First of all, let’s see where we use metadata in search. The first screenshot is a typical Enterprise Search user experience is SharePoint 2013:
What can we see here? Query, results, Hover Panel, refiners, etc. – All based on metadata. There are a lot of operations behind the scenes, too: query rules, ranking models, result sources, etc. – Again, all based on metadata.
Let’s move one step forward. The following picture shows a customized, advanced Search Based Application:
Everything you can see on this screenshot is metadata: filters applied, data displayed, inputs of charts, etc.
By now, you should get the point. If you don’t have metadata on your content, the chance your Search can be good is tiny. Your content without metadata is like files stored in a file share. Findability is very poor, and the number of duplicates and multiplications grow exponentially. You are on the best way to end up having a content silo.
Having metadata on the content is less than 50% technology. It’s much more about human behavior, habits and psychology. Even if we have the technology ready, people tend to fill the properties (metadata) with incorrect values. The most common reasons:
- They are not sure what to enter into the fields.
- They are not educated how to use the metadata forms.
- They are not motivated to spend even a couple of minutes to fill in the forms. It’s much easier and more convenient to leave them empty. And even if the metadata is required, users are not motivated to fill it the proper values. Much easier and more convenient to choose the first or the default value, or enter something like “qwerty” or “123”.
Side note: People tend to tag pictures on Facebook much more than enterprise content in their everyday job. The reason is mostly psychological: they are motivated much more on Facebook through getting more likes and comments. In the business, we have to do the same: we have to find the way how to motivate our users to use the metadata capabilities in the most effective way.
The result is: although technically we have metadata on the content, the metadata is incorrect, inconsistent and messy.
In this case, our Search application will be even worse than without metadata. Bad metadata is misleading. Inconsistent metadata is hard to track and correct. We put a lot of efforts into a system that gives more headache than help.
Manual vs. Auto-Tagging
There are two options to put metadata to our content.
Out-of-the-box, we have Manual Tagging: users can add, modify and remove metadata manually, by their best will and knowledge.
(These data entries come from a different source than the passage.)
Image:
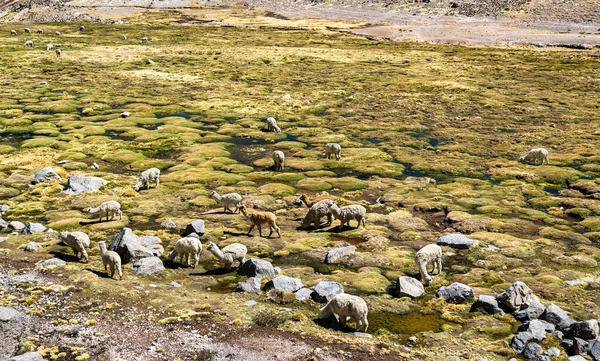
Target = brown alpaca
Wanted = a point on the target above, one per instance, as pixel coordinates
(258, 219)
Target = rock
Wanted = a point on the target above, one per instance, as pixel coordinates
(129, 246)
(557, 316)
(534, 311)
(31, 228)
(284, 283)
(487, 304)
(457, 240)
(16, 225)
(32, 246)
(336, 253)
(147, 266)
(52, 262)
(325, 290)
(531, 350)
(13, 325)
(457, 293)
(409, 287)
(303, 294)
(29, 356)
(518, 296)
(251, 285)
(586, 330)
(255, 267)
(78, 184)
(196, 226)
(45, 175)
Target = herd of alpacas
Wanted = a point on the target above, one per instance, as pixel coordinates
(343, 305)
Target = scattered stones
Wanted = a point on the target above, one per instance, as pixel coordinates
(409, 287)
(32, 246)
(284, 283)
(52, 262)
(45, 175)
(486, 304)
(147, 266)
(255, 267)
(31, 228)
(457, 293)
(251, 285)
(336, 253)
(457, 240)
(325, 290)
(516, 297)
(81, 184)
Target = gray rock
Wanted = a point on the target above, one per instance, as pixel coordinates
(409, 287)
(531, 350)
(558, 317)
(534, 311)
(457, 293)
(487, 304)
(31, 228)
(13, 325)
(251, 285)
(586, 330)
(255, 267)
(129, 246)
(78, 184)
(29, 356)
(147, 266)
(284, 283)
(52, 262)
(16, 225)
(196, 226)
(324, 291)
(336, 253)
(457, 240)
(303, 294)
(45, 175)
(518, 296)
(32, 246)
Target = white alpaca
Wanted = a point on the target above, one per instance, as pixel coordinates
(227, 200)
(229, 254)
(430, 254)
(534, 155)
(110, 259)
(343, 306)
(347, 213)
(333, 149)
(278, 159)
(272, 125)
(317, 211)
(78, 241)
(152, 174)
(107, 209)
(186, 247)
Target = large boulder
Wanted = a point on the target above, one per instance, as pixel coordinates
(129, 246)
(147, 266)
(31, 228)
(487, 304)
(284, 283)
(78, 184)
(13, 325)
(255, 267)
(457, 240)
(336, 253)
(409, 287)
(518, 296)
(45, 175)
(457, 293)
(324, 291)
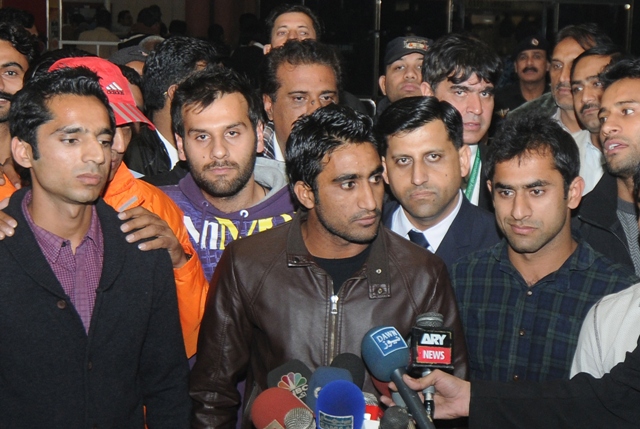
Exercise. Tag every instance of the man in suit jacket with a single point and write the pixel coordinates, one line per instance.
(425, 160)
(90, 333)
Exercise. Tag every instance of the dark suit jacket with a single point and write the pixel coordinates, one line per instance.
(54, 374)
(609, 402)
(472, 229)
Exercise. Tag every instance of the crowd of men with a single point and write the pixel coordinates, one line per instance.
(179, 217)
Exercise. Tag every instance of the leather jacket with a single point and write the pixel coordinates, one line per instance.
(273, 303)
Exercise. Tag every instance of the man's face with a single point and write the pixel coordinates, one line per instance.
(620, 126)
(349, 192)
(473, 98)
(587, 90)
(403, 77)
(531, 65)
(13, 66)
(303, 89)
(530, 204)
(424, 171)
(220, 145)
(292, 25)
(74, 151)
(561, 60)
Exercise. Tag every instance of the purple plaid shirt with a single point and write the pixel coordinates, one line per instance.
(78, 274)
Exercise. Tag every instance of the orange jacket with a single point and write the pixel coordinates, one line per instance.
(7, 189)
(125, 192)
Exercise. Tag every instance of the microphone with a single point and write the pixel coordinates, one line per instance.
(396, 418)
(352, 363)
(323, 376)
(299, 418)
(292, 376)
(271, 406)
(386, 354)
(340, 405)
(432, 347)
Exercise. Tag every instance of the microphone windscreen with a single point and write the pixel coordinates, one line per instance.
(299, 418)
(395, 418)
(271, 406)
(293, 376)
(352, 363)
(340, 405)
(320, 378)
(384, 350)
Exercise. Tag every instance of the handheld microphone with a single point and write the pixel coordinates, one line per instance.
(432, 347)
(352, 363)
(340, 405)
(292, 376)
(271, 406)
(320, 378)
(299, 418)
(386, 354)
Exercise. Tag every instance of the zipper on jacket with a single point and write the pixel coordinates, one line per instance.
(334, 319)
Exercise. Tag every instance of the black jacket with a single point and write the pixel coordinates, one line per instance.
(54, 375)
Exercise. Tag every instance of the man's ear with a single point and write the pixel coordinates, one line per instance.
(22, 152)
(426, 89)
(574, 195)
(305, 195)
(382, 81)
(385, 175)
(260, 137)
(268, 106)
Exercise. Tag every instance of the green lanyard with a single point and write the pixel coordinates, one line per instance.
(473, 178)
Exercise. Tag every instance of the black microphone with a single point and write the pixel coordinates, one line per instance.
(431, 348)
(386, 354)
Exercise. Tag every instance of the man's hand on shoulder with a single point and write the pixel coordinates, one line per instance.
(142, 224)
(7, 223)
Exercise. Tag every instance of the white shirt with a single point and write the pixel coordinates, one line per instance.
(401, 225)
(591, 158)
(609, 331)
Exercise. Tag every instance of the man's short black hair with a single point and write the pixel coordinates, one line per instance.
(608, 50)
(203, 88)
(456, 57)
(296, 53)
(587, 35)
(30, 106)
(411, 113)
(169, 64)
(533, 133)
(623, 69)
(320, 134)
(295, 8)
(20, 39)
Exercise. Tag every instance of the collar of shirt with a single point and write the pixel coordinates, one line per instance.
(401, 225)
(171, 151)
(51, 244)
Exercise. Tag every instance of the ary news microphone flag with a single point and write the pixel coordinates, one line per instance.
(431, 348)
(293, 376)
(271, 407)
(322, 376)
(352, 363)
(386, 354)
(340, 405)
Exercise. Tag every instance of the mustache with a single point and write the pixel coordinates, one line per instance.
(589, 106)
(6, 96)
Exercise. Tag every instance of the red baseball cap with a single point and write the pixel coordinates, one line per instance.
(114, 85)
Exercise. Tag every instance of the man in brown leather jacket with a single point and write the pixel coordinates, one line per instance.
(311, 289)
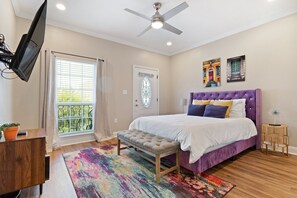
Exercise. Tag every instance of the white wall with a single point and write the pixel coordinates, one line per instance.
(119, 58)
(271, 66)
(8, 28)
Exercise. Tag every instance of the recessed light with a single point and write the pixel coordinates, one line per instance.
(61, 6)
(169, 43)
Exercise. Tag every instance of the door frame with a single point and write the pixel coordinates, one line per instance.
(158, 86)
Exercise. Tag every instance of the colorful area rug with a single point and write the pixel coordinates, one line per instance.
(100, 172)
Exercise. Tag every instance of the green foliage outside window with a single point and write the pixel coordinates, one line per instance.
(73, 115)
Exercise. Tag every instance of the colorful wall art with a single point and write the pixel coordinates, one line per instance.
(212, 73)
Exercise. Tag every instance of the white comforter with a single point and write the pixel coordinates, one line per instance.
(196, 134)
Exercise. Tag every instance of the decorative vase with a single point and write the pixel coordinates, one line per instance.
(10, 133)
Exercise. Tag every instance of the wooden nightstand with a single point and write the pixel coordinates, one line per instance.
(275, 136)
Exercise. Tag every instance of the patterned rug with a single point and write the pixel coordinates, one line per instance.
(100, 172)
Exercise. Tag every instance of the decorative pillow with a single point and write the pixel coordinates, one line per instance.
(238, 109)
(227, 103)
(215, 111)
(196, 110)
(200, 102)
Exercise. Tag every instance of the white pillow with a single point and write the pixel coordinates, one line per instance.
(238, 109)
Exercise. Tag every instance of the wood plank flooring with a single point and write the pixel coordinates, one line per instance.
(254, 173)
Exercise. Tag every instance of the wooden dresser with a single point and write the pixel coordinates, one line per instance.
(22, 161)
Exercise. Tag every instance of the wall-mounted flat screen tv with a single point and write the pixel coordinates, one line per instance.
(23, 61)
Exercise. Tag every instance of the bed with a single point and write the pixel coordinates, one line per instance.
(224, 151)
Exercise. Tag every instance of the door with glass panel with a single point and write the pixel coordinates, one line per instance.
(145, 91)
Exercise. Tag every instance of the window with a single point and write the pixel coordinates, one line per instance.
(75, 95)
(146, 92)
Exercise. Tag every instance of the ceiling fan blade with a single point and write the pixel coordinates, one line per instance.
(144, 31)
(174, 11)
(172, 29)
(138, 14)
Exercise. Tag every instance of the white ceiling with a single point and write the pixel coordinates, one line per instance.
(202, 22)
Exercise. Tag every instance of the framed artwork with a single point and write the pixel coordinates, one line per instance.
(236, 69)
(212, 73)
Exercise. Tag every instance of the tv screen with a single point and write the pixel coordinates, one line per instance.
(29, 47)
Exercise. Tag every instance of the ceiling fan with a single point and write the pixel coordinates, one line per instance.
(159, 21)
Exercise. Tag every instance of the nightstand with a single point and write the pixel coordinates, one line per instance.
(275, 137)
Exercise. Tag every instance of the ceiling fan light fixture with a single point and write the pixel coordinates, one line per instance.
(157, 24)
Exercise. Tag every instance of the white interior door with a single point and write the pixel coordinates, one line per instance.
(145, 91)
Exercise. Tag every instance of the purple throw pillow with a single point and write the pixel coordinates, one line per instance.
(196, 110)
(215, 111)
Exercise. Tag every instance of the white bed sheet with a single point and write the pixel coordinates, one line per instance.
(197, 134)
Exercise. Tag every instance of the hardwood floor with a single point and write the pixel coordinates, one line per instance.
(254, 174)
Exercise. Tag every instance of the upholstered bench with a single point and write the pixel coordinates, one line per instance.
(153, 145)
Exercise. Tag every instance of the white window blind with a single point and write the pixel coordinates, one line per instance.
(75, 95)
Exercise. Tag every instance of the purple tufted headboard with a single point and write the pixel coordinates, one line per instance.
(253, 106)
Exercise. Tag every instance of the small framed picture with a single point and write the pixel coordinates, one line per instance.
(236, 69)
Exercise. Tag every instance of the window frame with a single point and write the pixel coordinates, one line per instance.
(57, 104)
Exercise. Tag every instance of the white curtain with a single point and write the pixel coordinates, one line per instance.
(102, 127)
(47, 101)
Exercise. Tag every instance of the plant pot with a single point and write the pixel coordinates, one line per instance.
(10, 133)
This feature is great but has some limitations:
- Users make mistakes, even with the best will. These mistakes lead us to have bad, improper metadata.
- Entering metadata manually is slow. If you add millions of documents during a migration, for example, it’s almost mission impossible tagging all the documents properly.
- As we’ve seen above, people tend to skip tagging or to choose the default values. Avoiding this is a complex, cultural change.
To get the full benefits of the tagging features, we need some more sophisticated solution, and this can be Auto-Tagging or Auto-Classification. With this method, some additional engine does the tagging, based on the rules we set up in advance. Basically, there are two different approaches in Auto-Tagging:
- Pre-defined taxonomy based classification. In this case, we define a domain specific taxonomy, for example manufacturing, healthcare, insurance, etc., and the tagging happens according to these. The pre-defined taxonomy can be purchased from a taxonomy provider, or can be prepared by our own.
- Analyzing the current content corpus and create the taxonomy by it. This needs advanced linguistic and intelligent features in order to be able to extract the “useful” information as tags from the content.
- Of course, we can use a “hybrid” solution, where we mix the two methods described above. Taxonomies always have to be edited and maintained by human resources, as machine algorithms cannot replace human intelligence and subject matter experience.
As you can see, metadata is critical for providing good quality Enterprise Search (and findability!) solutions. Technically, we have options to tag our content with various types of metadata, but manual tagging never can be as good as an automated or half-automated way. But the key for auto-tagging is a proper, domain specific taxonomy – general, good quality- auto-tagging is still like a sci-fi story.